Today, we are witnessing a troubling echo of that era – this time centered on Iran.
Once again, an authoritarian regime has openly threatened civilized society. Iran has armed proxy militias, fomented global terrorism, called for the annihilation of Israel, and rained down ballistic missiles on Israeli cities and civilian populations – all while advancing a clandestine nuclear weapons program. Since the 1979 Islamic Revolution, Iran has also been directly or indirectly responsible for the deaths of more than 1,000 Americans.
In response, the United States has now struck Iranian nuclear facilities. Yet even now, across the American political spectrum, resistance to confronting Iran persists. And it often mirrors the strange-bedfellows alliance of the 1930s, when right-wing isolationists and segments of the far left united in opposition to U.S. military preparedness.

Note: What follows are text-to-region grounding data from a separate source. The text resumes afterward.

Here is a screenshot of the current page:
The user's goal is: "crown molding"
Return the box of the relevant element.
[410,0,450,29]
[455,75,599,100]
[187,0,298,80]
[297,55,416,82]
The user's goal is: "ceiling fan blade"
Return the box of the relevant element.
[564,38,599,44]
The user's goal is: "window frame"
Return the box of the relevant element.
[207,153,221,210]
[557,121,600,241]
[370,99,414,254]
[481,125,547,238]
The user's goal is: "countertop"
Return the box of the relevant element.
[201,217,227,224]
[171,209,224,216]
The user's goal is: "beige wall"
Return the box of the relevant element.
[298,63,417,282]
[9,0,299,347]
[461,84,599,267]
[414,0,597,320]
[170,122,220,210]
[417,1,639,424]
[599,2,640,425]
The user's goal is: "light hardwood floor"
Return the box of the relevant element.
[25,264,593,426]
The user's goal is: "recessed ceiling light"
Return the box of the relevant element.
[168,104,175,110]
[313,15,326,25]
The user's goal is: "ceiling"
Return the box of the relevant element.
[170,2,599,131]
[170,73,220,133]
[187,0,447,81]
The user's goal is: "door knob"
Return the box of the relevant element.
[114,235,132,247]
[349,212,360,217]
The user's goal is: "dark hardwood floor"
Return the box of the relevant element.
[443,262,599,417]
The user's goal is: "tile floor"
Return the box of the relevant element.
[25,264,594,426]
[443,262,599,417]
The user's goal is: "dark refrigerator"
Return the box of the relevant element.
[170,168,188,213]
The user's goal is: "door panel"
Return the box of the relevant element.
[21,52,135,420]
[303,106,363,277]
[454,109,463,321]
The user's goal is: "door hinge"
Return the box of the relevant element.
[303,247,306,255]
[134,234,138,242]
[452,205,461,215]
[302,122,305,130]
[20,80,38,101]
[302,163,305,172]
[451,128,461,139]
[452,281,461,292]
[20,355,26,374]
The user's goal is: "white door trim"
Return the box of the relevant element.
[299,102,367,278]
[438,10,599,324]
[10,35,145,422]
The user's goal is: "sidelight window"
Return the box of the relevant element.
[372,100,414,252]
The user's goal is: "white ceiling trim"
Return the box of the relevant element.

On the far right, populist voices warn against endless wars, mistrust the intelligence community, and urge America to retreat from the Middle East altogether. On the left, ideologues and activists – including some Democratic Party lawmakers and operatives – view Iran as a victim of Western aggression. Some have even gone further, casting Iran’s clerical fascist regime as an imperfect but legitimate counterweight to U.S. and Israeli dominance.
These antiwar groups could not be more ideologically opposed; yet they converge in practice. Their unifying instinct is opposition: to foreign interventions and entanglements, to bipartisan foreign policy consensus, and often to the institutions of American power itself.
This is not to brand every critic of U.S. intervention in Iran in the run-up to President Trump’s decision to take decisive military action to end the Iranian nuclear threat as a demagogue or an appeaser. Healthy debate is essential. But when criticism turns into apologism – or when it enables a truly evil regime that is committed to a foreign policy of conquest and aggression – we must recall how tactical alliances can obscure moral clarity.
The lesson of the prewar years is not that dissent should be silenced. It is that dissent can become dangerous when it forgets the nature of the enemy. Norman Thomas was a man of conscience, but even he admitted later that the left’s resistance to rearmament had been tragically misplaced. So too were the student protests at CCNY that saw preparations for war as a greater evil than war itself.
Today, following the U.S. military operation destroying Iran’s most crucial nuclear sites, the echoes of the past should warn us. When the extremes of right and left unite in opposition to confronting tyranny, history tells us which side usually benefits.
Until Americans remember that, they risk repeating the mistakes that nearly let darkness triumph.